# Fresh vs dessicated coconuts



## barista (Jul 22, 2002)

I posted the following in the thread on coconut cakes but got no reply 

"As I live in the tropics, I have easy access to fresh coconut. However, most recipes for cakes tend to use dessicated coconut. I'd rather like the richness and taste of freshly grated ones. Is there any way I can readily convert recipes calling for dessicated coconut to using freshly grated ones? Or can I just pop freshly grated coconut into an oven an toast it to remove moisture?"

Can some of the experts or kind souls help me out on this? It really is much more difficult to find dessicated coconut than it is fresh for me. As a result, I've not tried much Western cakes using coconuts. Although, many of the local desserts I make, I make with fresh coconuts.

Thanks for any help.


----------



## momoreg (Mar 4, 2000)

In the US there are two types of dessicated coconut: sweetened and unsweetened. 

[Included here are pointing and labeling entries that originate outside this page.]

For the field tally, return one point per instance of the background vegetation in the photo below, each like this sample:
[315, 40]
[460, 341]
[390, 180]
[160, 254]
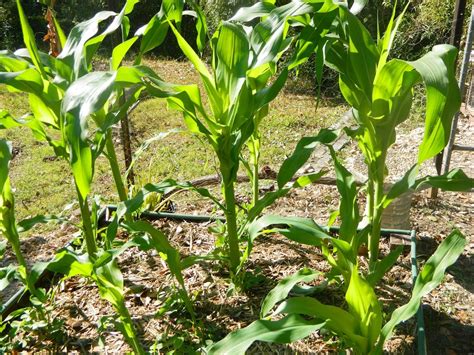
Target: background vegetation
[427, 21]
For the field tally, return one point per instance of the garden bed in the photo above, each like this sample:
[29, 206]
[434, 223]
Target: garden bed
[148, 284]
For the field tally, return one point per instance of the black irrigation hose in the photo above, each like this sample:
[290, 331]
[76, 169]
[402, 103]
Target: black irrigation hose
[20, 297]
[169, 215]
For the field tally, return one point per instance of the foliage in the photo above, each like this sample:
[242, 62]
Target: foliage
[380, 92]
[74, 109]
[66, 97]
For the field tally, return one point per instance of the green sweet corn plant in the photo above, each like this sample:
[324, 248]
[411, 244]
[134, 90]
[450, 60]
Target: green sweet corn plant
[359, 326]
[380, 92]
[238, 91]
[67, 101]
[28, 275]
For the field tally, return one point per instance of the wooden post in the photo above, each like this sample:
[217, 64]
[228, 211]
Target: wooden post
[455, 40]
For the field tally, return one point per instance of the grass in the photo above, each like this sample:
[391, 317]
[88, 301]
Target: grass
[44, 185]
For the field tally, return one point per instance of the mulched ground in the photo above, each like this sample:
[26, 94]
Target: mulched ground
[448, 310]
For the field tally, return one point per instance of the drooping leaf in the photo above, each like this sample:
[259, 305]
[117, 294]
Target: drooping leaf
[286, 330]
[29, 38]
[336, 319]
[443, 98]
[364, 306]
[119, 52]
[348, 206]
[301, 154]
[284, 287]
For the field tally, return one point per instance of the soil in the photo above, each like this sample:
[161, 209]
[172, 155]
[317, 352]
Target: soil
[163, 322]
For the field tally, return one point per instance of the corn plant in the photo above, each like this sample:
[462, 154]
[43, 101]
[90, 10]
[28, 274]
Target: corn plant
[380, 92]
[239, 90]
[67, 98]
[8, 229]
[359, 327]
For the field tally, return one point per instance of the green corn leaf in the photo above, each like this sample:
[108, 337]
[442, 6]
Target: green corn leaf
[443, 98]
[232, 53]
[358, 6]
[201, 26]
[364, 306]
[72, 61]
[153, 34]
[12, 63]
[5, 158]
[246, 14]
[29, 39]
[206, 77]
[301, 230]
[284, 287]
[428, 279]
[7, 275]
[61, 36]
[120, 51]
[88, 95]
[336, 319]
[171, 255]
[70, 263]
[83, 98]
[45, 112]
[129, 6]
[363, 55]
[348, 207]
[301, 154]
[29, 223]
[283, 331]
[271, 197]
[28, 80]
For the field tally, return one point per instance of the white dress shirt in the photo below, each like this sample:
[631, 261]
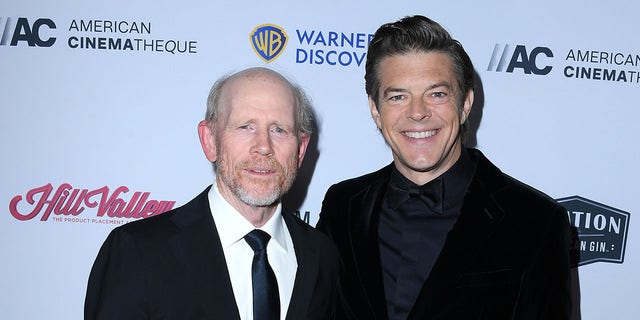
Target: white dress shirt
[232, 227]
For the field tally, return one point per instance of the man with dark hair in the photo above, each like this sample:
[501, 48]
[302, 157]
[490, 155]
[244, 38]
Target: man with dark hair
[231, 252]
[440, 233]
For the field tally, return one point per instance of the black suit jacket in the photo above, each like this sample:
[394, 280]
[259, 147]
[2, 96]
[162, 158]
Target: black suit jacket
[507, 256]
[172, 266]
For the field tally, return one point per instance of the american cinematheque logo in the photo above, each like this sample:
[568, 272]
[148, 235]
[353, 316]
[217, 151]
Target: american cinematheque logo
[90, 34]
[313, 47]
[602, 230]
[576, 63]
[68, 204]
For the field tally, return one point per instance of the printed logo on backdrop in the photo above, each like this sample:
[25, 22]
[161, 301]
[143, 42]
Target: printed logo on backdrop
[90, 34]
[314, 47]
[602, 230]
[574, 63]
[268, 41]
[103, 205]
[20, 30]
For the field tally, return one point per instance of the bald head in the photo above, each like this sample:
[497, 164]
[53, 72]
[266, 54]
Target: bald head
[220, 94]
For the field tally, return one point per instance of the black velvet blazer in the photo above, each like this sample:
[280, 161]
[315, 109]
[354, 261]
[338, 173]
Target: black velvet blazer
[507, 256]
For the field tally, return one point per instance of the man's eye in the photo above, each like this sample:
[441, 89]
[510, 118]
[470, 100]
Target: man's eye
[396, 98]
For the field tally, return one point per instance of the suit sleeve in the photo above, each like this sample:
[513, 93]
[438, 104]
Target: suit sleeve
[114, 281]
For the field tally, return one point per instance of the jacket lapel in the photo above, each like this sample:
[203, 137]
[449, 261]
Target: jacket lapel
[364, 210]
[307, 272]
[197, 245]
[479, 218]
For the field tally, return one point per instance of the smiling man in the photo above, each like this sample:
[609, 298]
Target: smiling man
[440, 233]
[231, 252]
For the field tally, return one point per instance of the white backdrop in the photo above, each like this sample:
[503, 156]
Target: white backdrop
[114, 130]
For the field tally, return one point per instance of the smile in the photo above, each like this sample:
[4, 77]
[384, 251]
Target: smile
[261, 171]
[420, 134]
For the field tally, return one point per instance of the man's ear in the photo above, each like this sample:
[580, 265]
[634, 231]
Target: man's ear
[374, 112]
[302, 148]
[207, 140]
[466, 107]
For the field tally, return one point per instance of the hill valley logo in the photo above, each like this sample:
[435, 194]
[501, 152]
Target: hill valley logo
[67, 204]
[602, 230]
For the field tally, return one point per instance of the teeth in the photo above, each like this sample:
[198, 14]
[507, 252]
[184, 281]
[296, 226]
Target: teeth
[420, 135]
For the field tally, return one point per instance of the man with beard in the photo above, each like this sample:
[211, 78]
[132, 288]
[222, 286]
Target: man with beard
[198, 261]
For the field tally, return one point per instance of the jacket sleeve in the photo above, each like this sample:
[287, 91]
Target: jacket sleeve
[114, 281]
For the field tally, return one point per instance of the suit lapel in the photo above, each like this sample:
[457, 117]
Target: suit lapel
[307, 258]
[479, 218]
[364, 209]
[197, 245]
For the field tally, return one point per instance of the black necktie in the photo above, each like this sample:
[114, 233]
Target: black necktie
[266, 302]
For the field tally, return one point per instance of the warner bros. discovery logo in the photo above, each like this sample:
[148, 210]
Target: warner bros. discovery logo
[602, 230]
[268, 41]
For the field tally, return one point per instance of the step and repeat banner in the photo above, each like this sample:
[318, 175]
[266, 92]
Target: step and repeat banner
[100, 103]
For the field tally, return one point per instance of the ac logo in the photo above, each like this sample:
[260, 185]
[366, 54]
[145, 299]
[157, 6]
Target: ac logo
[23, 31]
[519, 58]
[268, 41]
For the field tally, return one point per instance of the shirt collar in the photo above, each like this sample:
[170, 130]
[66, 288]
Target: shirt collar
[232, 226]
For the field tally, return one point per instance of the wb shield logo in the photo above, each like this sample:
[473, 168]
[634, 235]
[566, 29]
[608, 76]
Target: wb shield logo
[507, 58]
[602, 230]
[268, 41]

Most recipes call for the sweetened, which is quite moist-- almost the texture of fresh coconut. BUT it is VERY sweet. I do not know the exact ratio of sugar to coconut, but it is quite high. To emulate that, I would shred the coconut and toss it in superfine sugar before using it. (Maybe at a ratio of 1 part sugar:3 parts coconut??) Perhaps someone else here can chime in on that ratio.

The less common dessicated coconut is unsweetened, and dry as a bone. It is almost tasteless unless it's been toasted. But you can certainly do the same with fresh coconut. A lot of times when a recipe calls for the sweetened stuff, I sub in the unsweetened variety (toasted), if I think it might be too sweet the other way. The texture is different, that's all.


----------



## w.debord (Mar 6, 2001)

I really haven't done anything with fresh coconut but struggle and get frustrated. I can think of possiblities of using fresh peels of coconut as garnish and that's about it.

I'm not very fond of the unsweetened dessicated coconut. It's too dry and lacks flavor impact. The few items I do make with coconut like macaroons I'm very picky even about which brand of sweetened coconut I like. Therefore I can't see subbing in fresh coconut in it's place.

I wish I could help you, but I totally lack experience with fresh coconut.


----------



## barista (Jul 22, 2002)

You're right, Wendy. Nothing beats the full flavour of freshly grated coconut. I suppose I can try toasting them to dry it a bit, hence reducing the moisture content and hopefully not affecting the end results of the recipe then.

I'm just wondering if anyone else can share their experience as well.

BTW, I notice that we share the same signature


----------